Дач молча последовал совету. Коридор кончился раскрытой на балкон двустворчатой дверью. В кресле (сколько их здесь, этих мягких символов увядания) сидела Ванда Каховски. В длинном белом платье, с тлеющей сигареткой в руках. Кей почувствовал сладкий запах наркотика.
– Почему девочки так легко влюбляются во взрослых мужчин? – спросила Ванда. – А?
– Наверное…
– Это риторический вопрос, Кей. Любой дурак со времен Фрейда способен ответить. Ты читал Фрейда?
– Да.
– Ты слишком разносторонен для убийцы. Дач, ты супер?
– Я с Шедара.
– Понятно. Ты прекрасно получился, я всегда считала, что Грей не прав с генетическим мораторием. Дач, все, что я могу проверить, будет проверено завтра к полудню.

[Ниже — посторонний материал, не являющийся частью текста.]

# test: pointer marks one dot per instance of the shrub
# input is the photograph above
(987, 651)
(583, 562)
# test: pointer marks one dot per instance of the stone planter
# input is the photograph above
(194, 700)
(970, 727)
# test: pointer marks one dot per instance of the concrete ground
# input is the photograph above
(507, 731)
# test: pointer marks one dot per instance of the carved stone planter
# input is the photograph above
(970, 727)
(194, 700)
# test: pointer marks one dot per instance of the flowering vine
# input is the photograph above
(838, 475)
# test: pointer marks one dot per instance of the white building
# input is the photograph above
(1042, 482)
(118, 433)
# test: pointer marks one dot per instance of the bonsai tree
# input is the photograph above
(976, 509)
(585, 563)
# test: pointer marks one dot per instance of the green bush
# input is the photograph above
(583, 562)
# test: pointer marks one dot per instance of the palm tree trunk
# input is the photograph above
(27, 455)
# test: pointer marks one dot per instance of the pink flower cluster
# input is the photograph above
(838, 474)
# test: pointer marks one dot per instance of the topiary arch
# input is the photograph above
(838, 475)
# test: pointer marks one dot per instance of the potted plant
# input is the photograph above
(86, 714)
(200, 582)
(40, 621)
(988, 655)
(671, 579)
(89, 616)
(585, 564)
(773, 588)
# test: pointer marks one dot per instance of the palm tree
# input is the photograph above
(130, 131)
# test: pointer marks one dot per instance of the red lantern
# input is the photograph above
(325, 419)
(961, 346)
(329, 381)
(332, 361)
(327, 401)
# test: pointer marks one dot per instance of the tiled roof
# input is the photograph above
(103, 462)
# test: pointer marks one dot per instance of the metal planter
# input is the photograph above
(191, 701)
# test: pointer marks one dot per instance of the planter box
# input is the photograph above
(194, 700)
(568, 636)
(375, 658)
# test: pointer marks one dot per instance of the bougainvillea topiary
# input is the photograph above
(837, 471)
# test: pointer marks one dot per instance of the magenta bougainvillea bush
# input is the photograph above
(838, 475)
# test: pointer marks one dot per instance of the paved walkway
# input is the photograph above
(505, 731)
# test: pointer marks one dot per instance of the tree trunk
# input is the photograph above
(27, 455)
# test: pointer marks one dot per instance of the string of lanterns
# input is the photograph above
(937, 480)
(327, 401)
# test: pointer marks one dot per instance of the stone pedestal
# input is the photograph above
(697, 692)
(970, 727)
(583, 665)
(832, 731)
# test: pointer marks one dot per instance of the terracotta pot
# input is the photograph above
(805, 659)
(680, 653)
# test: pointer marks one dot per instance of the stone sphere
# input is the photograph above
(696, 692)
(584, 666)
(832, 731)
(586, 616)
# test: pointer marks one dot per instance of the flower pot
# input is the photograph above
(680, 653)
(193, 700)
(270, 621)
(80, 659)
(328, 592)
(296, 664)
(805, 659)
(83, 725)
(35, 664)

– Я рад, госпожа полковник.
Каховски раскурила еще одну сигарету, протянула ему. Кей молча затянулся.
– Было так тихо… так мирно… – Ванда говорила, не смотря на Дача. – Год за годом… в бесконечном саду. Я стала кое-что забывать, Кей! А ты требуешь вспомнить…
– У нас иная судьба.
– Иная… Зачем нужны шипы, Кей?
Дач молчал несколько секунд, полузакрыв глаза. Сказал – очень тихо, и даже голос его изменился:
– Шипы ни за чем не нужны, цветы выпускают их просто от злости.
– Не верю я тебе… – в тон ему отозвалась Ванда. – Они стараются придать себе храбрости. Они думают: если у них шипы, их все боятся…
Минуту они молча курили. Потом Каховски хрипло рассмеялась:
– Молодец, Кей. Значит, ты поймешь.
– Я и так понял.
– Это все равно что сбросить старую оболочку. Тут нет ничего печального.
Дач вытащил из кобуры под мышкой «Шмель». Щелкнул предохранителем.
– В любом случае понадобится… – словно уговаривая себя, сказала Ванда. – Что тебя убивать, что Императора… не в этом же теле… аТан я сняла только в семьдесят, вот в чем беда, Кей. Была руинами, стану развалиной…
– До завтра, госпожа полковник, – сказал Кей.
– До завтра.
Дач нажал на спуск. Вспышка, вырвавшая из темноты спокойное, ждущее лицо старой женщины.
– Доброго аТана, – отбрасывая сигарету, сказал Кей. Приподнял легкое тело, проверяя, не загорелось ли кресло. Нет, все было в порядке.
Постель ему была приготовлена в той же комнате, что и четыре года назад. Дач уснул быстро, и в эту ночь ему ничего не снилось.
Утром на балконе уже не оказалось трупа, а на площадке возле дома стоял прокатный флаер. Кей, вышедший в одних шортах из дома, с полчаса разминался под легким унылым дождем. Потом он услышал шаги.